Le Premier ministre français Édouard Philippe vient d'annoncer une hausse spectaculaire des frais d'inscription à l'Université, pour les étudiants étrangers hors-Union Européenne. Les frais d'inscription en Licence passeront donc de 170 à 2.770 euros, et de 243 à 3.770 euros en Master et Doctorat. Les étudiants algériens et africains en général, seront les plus touchés par cette mesure. En effet, beaucoup d'étudiants algériens, si ce n'est la majorité, nourrissent le rêve de poursuivre leurs études en France.

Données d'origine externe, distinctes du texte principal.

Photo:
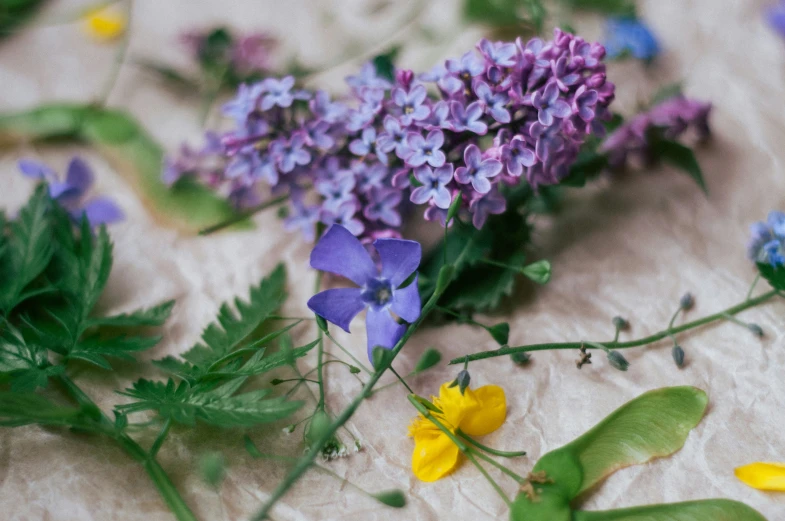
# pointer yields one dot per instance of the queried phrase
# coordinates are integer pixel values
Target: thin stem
(470, 454)
(119, 60)
(752, 286)
(489, 450)
(738, 308)
(161, 438)
(307, 459)
(401, 380)
(244, 215)
(154, 470)
(485, 457)
(348, 353)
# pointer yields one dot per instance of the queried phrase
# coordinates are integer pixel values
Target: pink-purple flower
(378, 288)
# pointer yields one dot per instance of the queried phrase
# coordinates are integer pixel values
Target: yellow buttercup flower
(476, 413)
(105, 23)
(763, 476)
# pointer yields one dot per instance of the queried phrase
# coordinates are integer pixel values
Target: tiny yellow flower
(763, 476)
(105, 23)
(476, 413)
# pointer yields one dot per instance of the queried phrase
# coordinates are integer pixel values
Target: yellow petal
(434, 456)
(490, 413)
(105, 23)
(763, 476)
(455, 405)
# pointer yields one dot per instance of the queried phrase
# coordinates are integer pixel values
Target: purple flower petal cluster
(671, 119)
(362, 161)
(379, 288)
(72, 192)
(767, 241)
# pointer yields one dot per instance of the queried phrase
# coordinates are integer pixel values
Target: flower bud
(678, 356)
(618, 361)
(620, 323)
(687, 301)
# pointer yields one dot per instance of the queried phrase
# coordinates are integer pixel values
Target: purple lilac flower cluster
(509, 113)
(671, 118)
(767, 241)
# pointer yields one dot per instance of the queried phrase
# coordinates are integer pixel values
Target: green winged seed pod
(653, 425)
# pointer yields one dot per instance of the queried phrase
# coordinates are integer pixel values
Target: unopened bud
(618, 361)
(678, 356)
(620, 323)
(462, 381)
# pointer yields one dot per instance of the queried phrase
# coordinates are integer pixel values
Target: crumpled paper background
(630, 247)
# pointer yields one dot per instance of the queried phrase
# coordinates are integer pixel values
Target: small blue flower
(379, 290)
(628, 35)
(71, 194)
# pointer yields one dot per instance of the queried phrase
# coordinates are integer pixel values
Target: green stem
(154, 470)
(752, 286)
(750, 303)
(348, 353)
(244, 215)
(513, 475)
(119, 60)
(307, 459)
(489, 450)
(159, 441)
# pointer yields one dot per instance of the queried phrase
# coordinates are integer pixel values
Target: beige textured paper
(630, 248)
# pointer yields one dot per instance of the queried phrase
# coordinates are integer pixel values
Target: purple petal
(406, 302)
(400, 258)
(382, 330)
(102, 210)
(340, 252)
(338, 306)
(36, 170)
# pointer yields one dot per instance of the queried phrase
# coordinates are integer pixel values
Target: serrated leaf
(17, 409)
(182, 405)
(653, 425)
(682, 157)
(709, 510)
(220, 338)
(151, 317)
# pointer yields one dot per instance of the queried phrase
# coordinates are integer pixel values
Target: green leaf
(213, 468)
(611, 7)
(30, 247)
(681, 157)
(155, 316)
(17, 409)
(429, 358)
(220, 338)
(774, 276)
(385, 64)
(709, 510)
(391, 498)
(653, 425)
(185, 405)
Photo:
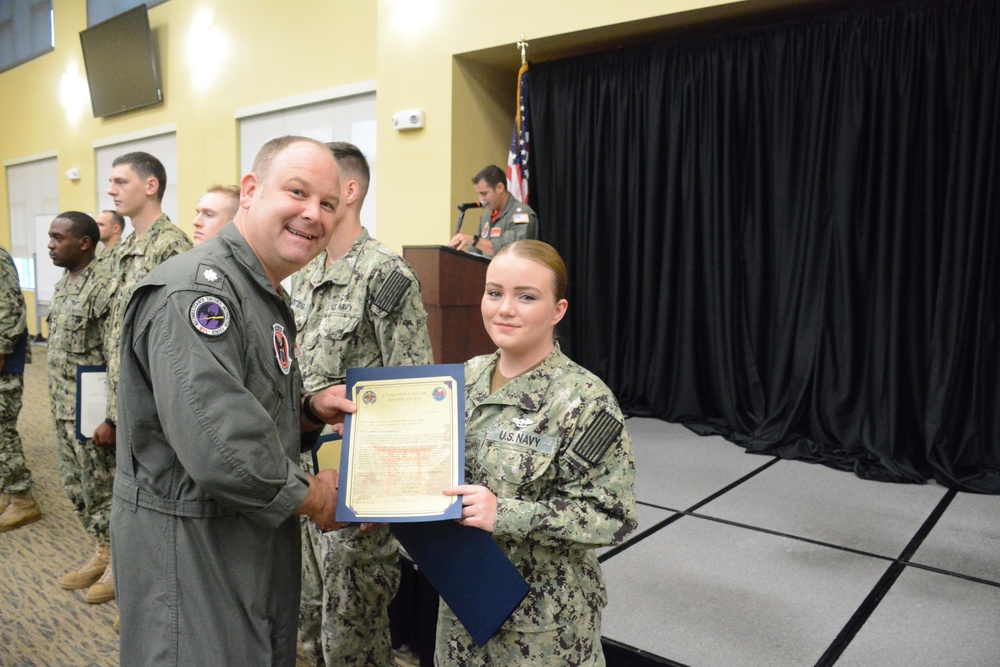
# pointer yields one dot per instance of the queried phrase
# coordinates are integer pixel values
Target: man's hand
(320, 504)
(330, 405)
(479, 506)
(459, 240)
(105, 435)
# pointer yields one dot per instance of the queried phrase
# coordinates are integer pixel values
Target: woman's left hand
(479, 506)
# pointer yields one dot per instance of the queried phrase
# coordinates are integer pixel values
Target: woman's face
(519, 306)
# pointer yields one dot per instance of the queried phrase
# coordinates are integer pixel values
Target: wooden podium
(451, 284)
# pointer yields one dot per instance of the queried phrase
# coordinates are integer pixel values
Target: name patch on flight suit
(389, 295)
(282, 351)
(527, 440)
(594, 443)
(209, 275)
(210, 315)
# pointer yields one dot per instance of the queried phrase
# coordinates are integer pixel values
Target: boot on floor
(87, 574)
(21, 511)
(104, 589)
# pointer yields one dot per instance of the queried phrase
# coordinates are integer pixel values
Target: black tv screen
(121, 64)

Si la France a toujours été une destination prisée par les étudiants algériens, ce n'est pas uniquement, en raison des liens entre les deux pays (notamment la langue), mais c'est aussi parce que les frais d'inscription dans ce pays restaient, relativement, peu coûteux, par rapport à d'autres pays en Europe, notamment l'Angleterre dont les frais d'inscription s'élèvent à des montants vertigineux. Néanmoins, ce sont les coûts du gîte et du couvert calculés sur toute une année scolaire (ces frais s'élèvent à 6.000 euros) et l'octroi limité des visas qui ont jusque-là, entravé la poursuite des études à l'étranger, pour de nombreux étudiants algériens, et la dégringolade de notre monnaie nationale, complique davantage les choses. Désormais, il faudra tenir compte également des frais d'inscription annuels onéreux qu'imposeront les universités françaises. Un cauchemar pour les étudiants !

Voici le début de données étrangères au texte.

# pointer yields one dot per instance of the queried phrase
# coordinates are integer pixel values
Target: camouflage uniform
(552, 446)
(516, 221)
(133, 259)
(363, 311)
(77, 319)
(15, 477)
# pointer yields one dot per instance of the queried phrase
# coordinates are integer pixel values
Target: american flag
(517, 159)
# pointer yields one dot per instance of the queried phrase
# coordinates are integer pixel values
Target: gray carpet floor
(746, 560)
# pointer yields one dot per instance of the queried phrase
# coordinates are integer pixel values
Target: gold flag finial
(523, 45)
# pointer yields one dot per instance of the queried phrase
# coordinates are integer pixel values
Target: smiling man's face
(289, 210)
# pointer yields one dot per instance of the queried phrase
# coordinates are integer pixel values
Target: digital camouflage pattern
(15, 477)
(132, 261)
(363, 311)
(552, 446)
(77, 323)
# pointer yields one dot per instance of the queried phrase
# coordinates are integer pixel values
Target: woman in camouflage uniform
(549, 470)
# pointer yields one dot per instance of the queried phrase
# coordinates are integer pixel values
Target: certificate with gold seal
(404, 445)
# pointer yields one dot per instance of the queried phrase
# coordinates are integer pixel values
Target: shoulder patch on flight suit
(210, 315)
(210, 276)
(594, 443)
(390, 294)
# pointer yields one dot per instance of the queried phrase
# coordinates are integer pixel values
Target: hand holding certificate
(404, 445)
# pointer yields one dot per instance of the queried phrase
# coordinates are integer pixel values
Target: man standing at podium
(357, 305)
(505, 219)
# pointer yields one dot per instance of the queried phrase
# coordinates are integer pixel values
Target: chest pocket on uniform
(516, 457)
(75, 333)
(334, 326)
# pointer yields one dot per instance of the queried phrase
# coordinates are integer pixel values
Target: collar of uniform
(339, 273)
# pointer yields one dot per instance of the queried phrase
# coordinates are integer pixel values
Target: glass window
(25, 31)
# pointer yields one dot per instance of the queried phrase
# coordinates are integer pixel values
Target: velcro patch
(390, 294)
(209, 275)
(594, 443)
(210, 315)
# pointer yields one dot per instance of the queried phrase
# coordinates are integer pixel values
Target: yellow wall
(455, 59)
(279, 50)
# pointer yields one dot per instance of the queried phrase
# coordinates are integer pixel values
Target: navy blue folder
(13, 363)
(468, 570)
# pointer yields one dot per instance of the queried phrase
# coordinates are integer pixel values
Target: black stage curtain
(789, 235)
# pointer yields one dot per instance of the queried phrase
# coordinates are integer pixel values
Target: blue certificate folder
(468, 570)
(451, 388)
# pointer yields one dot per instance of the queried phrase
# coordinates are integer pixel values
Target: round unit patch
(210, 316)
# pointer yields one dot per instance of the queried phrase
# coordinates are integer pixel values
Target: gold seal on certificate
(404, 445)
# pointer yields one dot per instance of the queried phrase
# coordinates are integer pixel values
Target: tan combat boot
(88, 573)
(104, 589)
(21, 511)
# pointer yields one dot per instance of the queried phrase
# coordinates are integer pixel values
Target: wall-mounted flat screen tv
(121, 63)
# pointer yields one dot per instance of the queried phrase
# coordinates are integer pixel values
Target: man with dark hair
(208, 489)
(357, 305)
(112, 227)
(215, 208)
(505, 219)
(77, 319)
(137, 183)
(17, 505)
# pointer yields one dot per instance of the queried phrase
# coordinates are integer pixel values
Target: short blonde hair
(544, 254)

Cette augmentation des frais vise à attirer les étudiants des pays riches pour lesquels les frais d'inscriptions servent d'indicateur de la qualité de formation dispensée. Ce sont notamment les étudiants chinois qui sont la cible. Le boom économique que connaît la Chine, depuis les années 1990, a fait que le nombre d'étudiants est passé, en 15 ans, de 7 à 35 millions. Les bénéficiaires de cette croissance se voient offrir la chance de partir étudier à l'étranger, notamment dans les pays anglosaxons. C'est, donc, là un grand marché qui s'offre aux universités occidentales. Le choix des universités en Chine ainsi que dans d'autres pays riches se fait selon des classements controversés, comme le « classement de Shangaï », qui se base sur la production scientifique des universités. Les universités anglosaxonnes occupent les premières places en termes de « productivité » (Nobel, nombre de publications, etc.).

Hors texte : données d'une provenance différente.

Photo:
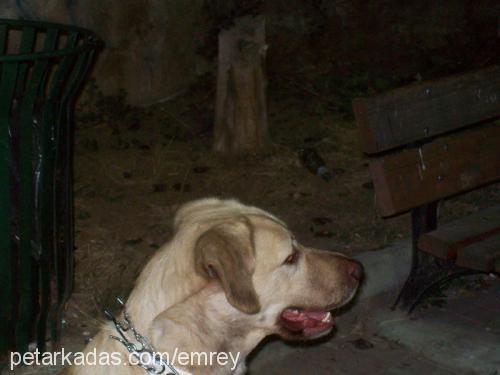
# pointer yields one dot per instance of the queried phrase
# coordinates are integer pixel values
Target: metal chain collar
(156, 365)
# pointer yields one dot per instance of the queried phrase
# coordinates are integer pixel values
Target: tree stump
(241, 104)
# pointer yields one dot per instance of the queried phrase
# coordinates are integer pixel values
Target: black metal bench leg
(424, 219)
(427, 272)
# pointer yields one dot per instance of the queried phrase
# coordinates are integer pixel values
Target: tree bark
(241, 104)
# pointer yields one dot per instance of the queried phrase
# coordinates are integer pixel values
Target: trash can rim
(91, 40)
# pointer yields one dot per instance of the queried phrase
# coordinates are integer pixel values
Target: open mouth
(307, 322)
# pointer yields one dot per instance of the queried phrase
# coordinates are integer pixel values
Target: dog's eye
(292, 258)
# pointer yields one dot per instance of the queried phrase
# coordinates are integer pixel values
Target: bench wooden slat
(410, 114)
(449, 165)
(448, 240)
(480, 256)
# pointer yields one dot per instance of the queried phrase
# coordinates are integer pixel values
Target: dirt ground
(134, 167)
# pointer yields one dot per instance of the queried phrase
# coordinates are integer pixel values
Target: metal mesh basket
(42, 66)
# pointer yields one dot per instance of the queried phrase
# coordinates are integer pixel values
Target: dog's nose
(355, 270)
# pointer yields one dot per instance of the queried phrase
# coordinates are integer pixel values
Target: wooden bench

Ces universités sont dotées de service de communication et de marketing pour se vendre auprès d'une clientèle qui ne voit, dans la faculté, qu'un moyen de s'insérer dans un marché de travail, de plus en plus, concurrentiel et élitiste. L'université comme un espace d'égalité et de savoir émancipateur, où l'on mûrit, progressivement, pour acquérir de l'indépendance et de l'esprit critique, recule de plus en plus pour une vision entrepreneuriale des campus qui délivrent des diplômes rentables.

Il est, par ailleurs, intéressant de voir quelles écoles ont commencé par transformer des lieux d'études en hôtels 5 étoiles, en France : l'Ecole des Science Po et les Ecoles de Commerce (business schools).

On peut, d'ores et déjà, deviner la suite de l'histoire. Il suffit de voir ce qui s'est passé, outre-Manche (Angleterre) et de l'autre côté de l'Atlantique (Etats-Unis). Cette mesure, qui n'a pas provoqué la colère des Français (sauf quelques associations d'étudiants), finira par les atteindre. Mais il y aura toujours une mesure pour faire avaler la pilule : souscrire à un crédit bancaire que l'étudiant remboursera une fois en poste et bien rémunéré. Or cette méthode n'a pas fait ses preuves. En cas de chômage, les étudiants, entre temps devenus investisseurs, seront incapables de rembourser leur prêt, et l'université, devenue entre-temps entreprise, risque alors la faillite. La dette étudiante aux Etats-Unis s'estime à plus de 1500 milliards de dollars, au point que l'on se demande si elle va succéder aux subprime ? Malgré tout cela, le modèle américain fascine toujours les dirigeants, et l'absence d'une alternative fiable qui fédère rend la contestation floue et inaudible.